As you have mentioned, your users are currently complaining on the road to a new major version.

Isn't it expected that due to a major version bump the API may change?

Either you don't make backwards-incompatible changes in the API, or you would be doing that in a major version bump. If you aren't doing it in a major version bump, where would you be doing that? Unless you do it in a minor version bump, which is obviously even more improper. So basically, there is nowhere better to do it apart from a major version bump, right?

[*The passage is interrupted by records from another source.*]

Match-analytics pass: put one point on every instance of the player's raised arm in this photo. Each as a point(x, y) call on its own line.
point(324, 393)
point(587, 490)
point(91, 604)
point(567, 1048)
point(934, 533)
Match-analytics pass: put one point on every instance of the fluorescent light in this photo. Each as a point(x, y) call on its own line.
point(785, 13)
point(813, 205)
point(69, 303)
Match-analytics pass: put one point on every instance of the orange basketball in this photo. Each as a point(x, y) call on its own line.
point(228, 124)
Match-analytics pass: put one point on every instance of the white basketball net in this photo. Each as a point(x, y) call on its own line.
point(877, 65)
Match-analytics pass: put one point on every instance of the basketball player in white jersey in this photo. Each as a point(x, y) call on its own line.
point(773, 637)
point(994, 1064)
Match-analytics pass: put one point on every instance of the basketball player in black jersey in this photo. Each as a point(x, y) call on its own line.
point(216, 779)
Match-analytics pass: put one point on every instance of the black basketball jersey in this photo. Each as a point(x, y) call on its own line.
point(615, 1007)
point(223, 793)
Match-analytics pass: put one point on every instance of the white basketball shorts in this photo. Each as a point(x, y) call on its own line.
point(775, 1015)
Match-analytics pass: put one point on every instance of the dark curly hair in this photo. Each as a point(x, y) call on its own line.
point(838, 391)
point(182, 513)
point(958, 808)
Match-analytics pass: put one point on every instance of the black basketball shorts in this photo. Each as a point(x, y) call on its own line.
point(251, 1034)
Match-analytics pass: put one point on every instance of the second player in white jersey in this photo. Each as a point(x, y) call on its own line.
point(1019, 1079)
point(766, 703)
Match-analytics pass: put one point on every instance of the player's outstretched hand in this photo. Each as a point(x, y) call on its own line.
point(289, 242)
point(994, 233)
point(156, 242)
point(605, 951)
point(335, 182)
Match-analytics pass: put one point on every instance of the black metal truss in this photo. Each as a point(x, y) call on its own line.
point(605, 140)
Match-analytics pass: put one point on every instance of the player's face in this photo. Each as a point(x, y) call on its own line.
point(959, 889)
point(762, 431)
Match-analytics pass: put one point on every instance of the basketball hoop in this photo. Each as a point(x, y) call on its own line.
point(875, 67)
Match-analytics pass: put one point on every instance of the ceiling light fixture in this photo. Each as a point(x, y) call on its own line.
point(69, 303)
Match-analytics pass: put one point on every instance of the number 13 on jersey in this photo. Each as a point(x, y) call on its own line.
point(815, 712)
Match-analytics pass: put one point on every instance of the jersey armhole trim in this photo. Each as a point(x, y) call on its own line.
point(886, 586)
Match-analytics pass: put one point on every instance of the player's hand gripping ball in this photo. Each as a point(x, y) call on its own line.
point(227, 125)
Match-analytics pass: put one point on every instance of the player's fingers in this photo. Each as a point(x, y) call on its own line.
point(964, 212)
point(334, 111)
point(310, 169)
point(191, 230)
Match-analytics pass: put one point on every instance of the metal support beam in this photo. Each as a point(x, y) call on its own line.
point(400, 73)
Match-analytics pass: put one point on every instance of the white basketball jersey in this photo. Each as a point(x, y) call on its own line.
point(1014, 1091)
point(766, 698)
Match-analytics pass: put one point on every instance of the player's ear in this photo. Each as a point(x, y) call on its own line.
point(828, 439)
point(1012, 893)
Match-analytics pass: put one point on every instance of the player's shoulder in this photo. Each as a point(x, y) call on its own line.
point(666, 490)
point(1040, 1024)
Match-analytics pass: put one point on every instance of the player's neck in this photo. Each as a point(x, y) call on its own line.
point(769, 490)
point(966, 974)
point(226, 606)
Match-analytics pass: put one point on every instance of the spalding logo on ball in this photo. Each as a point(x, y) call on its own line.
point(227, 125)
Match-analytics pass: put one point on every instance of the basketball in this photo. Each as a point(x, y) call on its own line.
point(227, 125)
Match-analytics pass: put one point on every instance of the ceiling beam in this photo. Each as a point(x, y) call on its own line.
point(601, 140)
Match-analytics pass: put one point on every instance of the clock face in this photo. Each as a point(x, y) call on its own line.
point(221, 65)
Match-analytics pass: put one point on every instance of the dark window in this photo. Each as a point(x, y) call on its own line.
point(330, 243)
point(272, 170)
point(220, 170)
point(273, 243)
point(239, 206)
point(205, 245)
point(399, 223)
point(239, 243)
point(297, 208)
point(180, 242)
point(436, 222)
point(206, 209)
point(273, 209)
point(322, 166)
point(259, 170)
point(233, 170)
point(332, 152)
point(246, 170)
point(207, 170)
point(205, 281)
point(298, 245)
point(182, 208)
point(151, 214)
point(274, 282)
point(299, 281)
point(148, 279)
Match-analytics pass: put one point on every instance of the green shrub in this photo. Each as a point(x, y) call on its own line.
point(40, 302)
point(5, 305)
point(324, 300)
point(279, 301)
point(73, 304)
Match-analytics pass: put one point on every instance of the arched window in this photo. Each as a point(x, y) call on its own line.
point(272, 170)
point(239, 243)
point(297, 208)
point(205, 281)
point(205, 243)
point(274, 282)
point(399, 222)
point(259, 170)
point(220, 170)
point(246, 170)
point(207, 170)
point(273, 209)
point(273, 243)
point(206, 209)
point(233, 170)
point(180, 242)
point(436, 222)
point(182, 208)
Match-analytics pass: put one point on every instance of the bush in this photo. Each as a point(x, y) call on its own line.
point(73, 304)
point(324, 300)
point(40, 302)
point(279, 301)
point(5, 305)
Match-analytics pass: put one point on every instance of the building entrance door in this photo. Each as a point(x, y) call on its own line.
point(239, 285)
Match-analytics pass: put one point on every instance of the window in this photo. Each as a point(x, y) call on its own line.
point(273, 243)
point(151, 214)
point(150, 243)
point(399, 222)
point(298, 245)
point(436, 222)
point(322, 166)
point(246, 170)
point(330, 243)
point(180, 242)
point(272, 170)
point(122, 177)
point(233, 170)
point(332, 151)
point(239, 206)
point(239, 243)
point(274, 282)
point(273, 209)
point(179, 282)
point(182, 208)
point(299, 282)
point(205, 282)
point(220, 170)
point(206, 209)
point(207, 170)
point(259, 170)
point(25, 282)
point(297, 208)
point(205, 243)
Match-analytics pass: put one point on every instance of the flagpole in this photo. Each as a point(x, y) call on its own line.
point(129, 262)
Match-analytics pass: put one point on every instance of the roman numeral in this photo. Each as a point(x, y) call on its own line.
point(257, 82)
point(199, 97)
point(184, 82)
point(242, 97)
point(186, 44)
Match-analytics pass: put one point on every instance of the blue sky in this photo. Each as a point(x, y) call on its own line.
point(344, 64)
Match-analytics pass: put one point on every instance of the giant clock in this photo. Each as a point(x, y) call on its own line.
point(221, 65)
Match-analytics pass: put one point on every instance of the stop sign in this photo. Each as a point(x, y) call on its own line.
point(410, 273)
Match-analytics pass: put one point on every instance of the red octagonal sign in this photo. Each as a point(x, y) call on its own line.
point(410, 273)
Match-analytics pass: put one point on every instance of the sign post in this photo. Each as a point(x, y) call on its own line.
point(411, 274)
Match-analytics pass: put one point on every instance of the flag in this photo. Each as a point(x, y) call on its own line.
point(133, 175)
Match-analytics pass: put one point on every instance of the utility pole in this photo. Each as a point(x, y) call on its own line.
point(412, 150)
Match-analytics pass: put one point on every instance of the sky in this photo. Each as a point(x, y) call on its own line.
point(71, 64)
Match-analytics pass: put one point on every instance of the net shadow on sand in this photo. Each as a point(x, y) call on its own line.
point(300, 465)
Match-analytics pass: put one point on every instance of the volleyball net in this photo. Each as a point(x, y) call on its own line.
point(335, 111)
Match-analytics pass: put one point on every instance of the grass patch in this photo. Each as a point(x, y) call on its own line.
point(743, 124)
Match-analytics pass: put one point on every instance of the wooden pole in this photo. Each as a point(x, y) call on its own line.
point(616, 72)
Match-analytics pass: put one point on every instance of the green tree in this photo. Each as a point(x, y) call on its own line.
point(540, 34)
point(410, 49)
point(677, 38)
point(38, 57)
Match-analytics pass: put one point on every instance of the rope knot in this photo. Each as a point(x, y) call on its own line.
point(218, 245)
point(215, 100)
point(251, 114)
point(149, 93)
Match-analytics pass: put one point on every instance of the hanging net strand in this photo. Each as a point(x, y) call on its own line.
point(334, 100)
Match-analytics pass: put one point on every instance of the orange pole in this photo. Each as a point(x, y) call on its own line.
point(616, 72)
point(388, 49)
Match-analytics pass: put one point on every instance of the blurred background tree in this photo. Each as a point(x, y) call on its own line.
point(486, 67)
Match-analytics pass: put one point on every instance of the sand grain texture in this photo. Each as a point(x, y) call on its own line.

API changes are or are not expected in a major version change, depending on your system of API versioning. It seems that in your case, it is. This is your own decision, although common. Unless you are totally not planning to make backwards-incompatible changes.

Is it "uncommon" to change the API in a beta phase?

The beta phase, according to the usage specified in your post, can be assumed as "previews of a release candidate", and "not finalized". If you are having backwards-incompatible changes, you should release them as soon as possible in order to give more time to the users of your API, say, to fix the compatibility problems. Of course, you won't do that in releases before the version bump because of obvious reasons (you have already marked @Deprecated in earlier versions! Why did people still compile code despite the warnings?). Since you are going to make these changes in the release candidate anyway, why leave them later? Moreover, technically your beta versions are already major-version-bumped.

This question can also be understood as API changes betwteen beta releases of the same version. As long as you are going to add these changes in the major version bump, it is not a problem. After all, during the beta phase, the API changes can be considered as "not yet finished changing".

Finally, always remember: every single change breaks backwards compatibility.

xkcd: Workflow -- There are probably children out there holding down spacebar to stay warm in the winter! YOUR UPDATE MURDERS CHILDREN.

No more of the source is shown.